Assessoria de Comunicação Social
2dez04 – Redatora-Anbar / MTBA690
Membros do MP devem estar
preparados para exercer função
O ex-procurador-geral da República Aristides Junqueira proferiu a conferência de abertura da Semana do Ministério Público na noite de ontem, 1º de dezembro, quando falou sobre a importância da atuação da instituição no estado de direito democrático.

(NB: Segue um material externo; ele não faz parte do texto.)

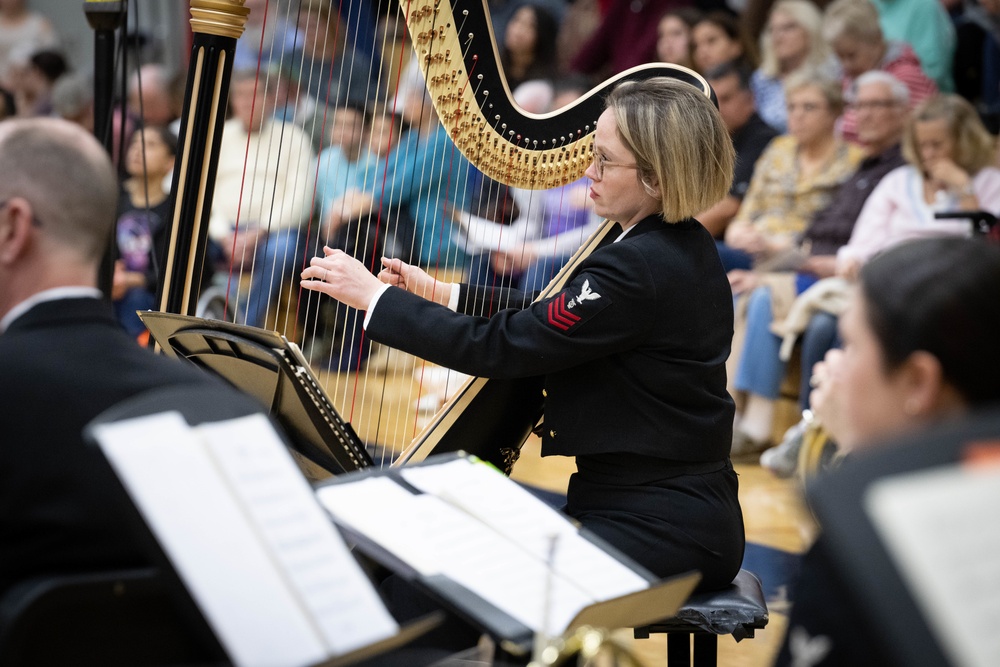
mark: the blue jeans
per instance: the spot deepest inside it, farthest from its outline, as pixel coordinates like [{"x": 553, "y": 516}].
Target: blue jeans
[
  {"x": 820, "y": 335},
  {"x": 760, "y": 369},
  {"x": 278, "y": 259}
]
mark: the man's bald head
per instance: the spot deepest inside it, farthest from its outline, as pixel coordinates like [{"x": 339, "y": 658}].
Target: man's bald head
[{"x": 66, "y": 177}]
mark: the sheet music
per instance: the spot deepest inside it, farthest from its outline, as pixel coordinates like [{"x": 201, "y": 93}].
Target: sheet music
[
  {"x": 513, "y": 511},
  {"x": 941, "y": 529},
  {"x": 503, "y": 559},
  {"x": 311, "y": 553},
  {"x": 219, "y": 552}
]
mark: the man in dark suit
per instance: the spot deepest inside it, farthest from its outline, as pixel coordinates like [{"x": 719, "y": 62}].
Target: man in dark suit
[{"x": 63, "y": 357}]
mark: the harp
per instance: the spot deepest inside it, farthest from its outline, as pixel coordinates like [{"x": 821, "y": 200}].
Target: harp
[{"x": 455, "y": 51}]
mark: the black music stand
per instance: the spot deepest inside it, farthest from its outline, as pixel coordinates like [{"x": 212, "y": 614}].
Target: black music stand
[
  {"x": 270, "y": 368},
  {"x": 890, "y": 613}
]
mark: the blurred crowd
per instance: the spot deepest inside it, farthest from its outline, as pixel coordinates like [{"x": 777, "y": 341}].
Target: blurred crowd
[{"x": 858, "y": 124}]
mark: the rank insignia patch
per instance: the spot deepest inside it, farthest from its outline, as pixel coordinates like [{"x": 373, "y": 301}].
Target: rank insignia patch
[{"x": 570, "y": 309}]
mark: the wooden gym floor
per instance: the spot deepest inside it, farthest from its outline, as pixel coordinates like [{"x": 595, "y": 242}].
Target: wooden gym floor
[{"x": 778, "y": 525}]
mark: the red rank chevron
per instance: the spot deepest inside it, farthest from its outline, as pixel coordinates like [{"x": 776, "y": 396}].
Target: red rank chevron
[{"x": 559, "y": 316}]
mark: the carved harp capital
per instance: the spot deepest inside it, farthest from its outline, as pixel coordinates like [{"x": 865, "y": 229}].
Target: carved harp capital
[{"x": 224, "y": 18}]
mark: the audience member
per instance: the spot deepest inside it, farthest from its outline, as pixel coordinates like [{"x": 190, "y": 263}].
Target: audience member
[
  {"x": 927, "y": 28},
  {"x": 262, "y": 193},
  {"x": 149, "y": 95},
  {"x": 527, "y": 50},
  {"x": 326, "y": 66},
  {"x": 626, "y": 37},
  {"x": 905, "y": 367},
  {"x": 673, "y": 41},
  {"x": 427, "y": 183},
  {"x": 951, "y": 167},
  {"x": 792, "y": 40},
  {"x": 528, "y": 246},
  {"x": 881, "y": 102},
  {"x": 977, "y": 58},
  {"x": 750, "y": 134},
  {"x": 63, "y": 358},
  {"x": 73, "y": 99},
  {"x": 34, "y": 94},
  {"x": 718, "y": 39},
  {"x": 143, "y": 224},
  {"x": 22, "y": 32},
  {"x": 851, "y": 27},
  {"x": 269, "y": 35},
  {"x": 795, "y": 177}
]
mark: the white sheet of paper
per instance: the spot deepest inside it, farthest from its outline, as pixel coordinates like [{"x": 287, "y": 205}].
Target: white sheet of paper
[
  {"x": 304, "y": 544},
  {"x": 513, "y": 511},
  {"x": 208, "y": 538},
  {"x": 941, "y": 528},
  {"x": 436, "y": 538}
]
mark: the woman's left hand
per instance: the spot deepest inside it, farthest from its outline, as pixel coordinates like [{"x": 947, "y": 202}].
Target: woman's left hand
[
  {"x": 949, "y": 175},
  {"x": 342, "y": 277}
]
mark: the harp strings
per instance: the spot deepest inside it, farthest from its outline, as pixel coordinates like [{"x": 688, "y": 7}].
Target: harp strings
[{"x": 387, "y": 403}]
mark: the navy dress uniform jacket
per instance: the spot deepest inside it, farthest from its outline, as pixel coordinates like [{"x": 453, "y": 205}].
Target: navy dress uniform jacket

Para ele, o MP será mais forte na medida em que contar com membros fortes, dotados das qualidades indispensáveis para o exercício da função, agindo com prudência, mas sem omissão, observando os princípios democráticos, pois assim sendo, o único beneficiado será o povo brasileiro.
A Semana do MP, que será encerrada amanhã, dia 3, teve a abertura presidida pelo procurador-geral de Justiça Achiles de Jesus Siquara Filho e contou com presenças como a do presidente da Assembléia Legislativa, deputado Carlos Gaban; representante do presidente do Tribunal de Justiça, desembargador Raimundo Queiroz; presidente do Tribunal de Contas do Estado da Bahia, Manoel Castro; e grande número de procuradores e promotores de Justiça. Além do chefe do MP, fizeram pronunciamentos o presidente da Associação do Ministério Público da Bahia – Ampeb e o diretor da Fundação Escola Superior do MP – Fesmip, respectivamente promotores de Justiça Ayrton Juarez Chastinet Mascarenhas Júnior e Fernando Mário Lins Soares.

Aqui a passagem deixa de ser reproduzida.